Announced Tuesday at the annual developer conference CordaCon, ING has helped solve a security/privacy trade-off that currently bedevils Corda users. The bank’s blockchain team did so by applying zero-knowledge proofs (ZKPs) to the Corda notary service, the means by which the network verifies the uniqueness of transactions and prevents double-spending.
Unlike most blockchains that broadcast data among all participating nodes, R3 designed Corda to control data and limit the amount of information that needs to be shared. The Corda notary service offers a choice between using validating notaries, which can view transactions to check they are legit, and non-validating notaries which have no such visibility but instead just keep a record.

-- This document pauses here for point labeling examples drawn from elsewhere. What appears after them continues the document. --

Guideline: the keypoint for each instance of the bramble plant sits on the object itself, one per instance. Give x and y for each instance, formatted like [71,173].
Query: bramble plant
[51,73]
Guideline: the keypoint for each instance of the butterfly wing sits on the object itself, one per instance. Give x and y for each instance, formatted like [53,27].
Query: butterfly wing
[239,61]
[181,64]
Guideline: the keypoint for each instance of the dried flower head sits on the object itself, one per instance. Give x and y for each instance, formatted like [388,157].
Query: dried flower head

The validating notary compromises privacy by looking into the content of transactions, while the non-validating approach presents a security weakness since a malicious actor could knowingly write an invalid transaction.
If all that makes your head spin, think of being frisked and having your bag searched when entering a building compared to just signing in at the front desk. The former is intrusive for you; the latter is riskier for the building.

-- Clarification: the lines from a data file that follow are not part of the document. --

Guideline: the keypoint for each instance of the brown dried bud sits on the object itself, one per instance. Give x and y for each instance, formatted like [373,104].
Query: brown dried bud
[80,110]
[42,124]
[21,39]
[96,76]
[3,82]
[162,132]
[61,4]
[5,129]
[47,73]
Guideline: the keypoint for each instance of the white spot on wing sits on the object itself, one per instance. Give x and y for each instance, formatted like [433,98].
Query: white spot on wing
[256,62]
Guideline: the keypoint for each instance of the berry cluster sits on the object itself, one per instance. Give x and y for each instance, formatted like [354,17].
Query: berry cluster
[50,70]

To thread this needle, ING has applied zero-knowledge proofs, which can prove something is true without revealing any information about it, to Corda’s validating notary function. This allows transactions to be verified without specific knowledge of their contents.
Trade finance use case
ING is addressing the privacy problem out of self-interest as it’s about to start using Corda for business.
Andrei Ilchenko, the bank’s global head of IT wholesale banking channels, said a number of Corda apps it has invested in, such as the trade finance projects Marco Polo and Voltron, will soon see the light of day.

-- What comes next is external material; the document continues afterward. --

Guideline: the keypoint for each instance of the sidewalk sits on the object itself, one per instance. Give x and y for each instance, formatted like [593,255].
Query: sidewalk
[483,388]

These are currently relying on the non-validating notary which is hosted by Corda network, he said. But this posed risks:
“We started to notice some edge cases. For example, with Marco Polo, what would happen if there was a malicious participant to this particular business network, who would attempt to send to the non-validating notary a transaction that has an input state (e.g. an invoice) that is owned by another participant?”
Although it’s not a likely scenario, said Ilchenko, it could turn out that one party could attempt to spend some working capital and be denied.
“To resolve the matter it would need to start going to court and start running the physical world processes,” he said. But that would defeat the purpose of the blockchain. Hence the impetus to apply ZKPs.
Surprisingly fast
Normally, people think of zero-knowledge proofs as being so demanding, computationally speaking, that they slow blockchains right down. A somewhat surprising bonus discovered by ING is that ZKP transactions sent to Corda notaries take less time to verify than regular transactions (of which the entire content is visible).
Asked whether the proposed solution is for the Corda Network, the open-source community, or whether it is only being applied to the commercial version used by ING, Ilchenko said:
“Actually both. So far, the majority of CorDapps I know rely on non-validating notary run by the Corda Network Foundation and all CorDapps that ING plans to start using in production do.”
ZKPs are not the only way of solving Corda’s privacy trade-off; R3 has worked hard to modify Intel’s trusted execution environment solution SGX to fit with Corda’s requirements.
ING has worked on a range of variations of ZKPs, but always using enterprise versions of ethereum like Quorum, developed by mega-bank JPMorgan. At the start of this year, the bank started looking at applying its learnings to Corda.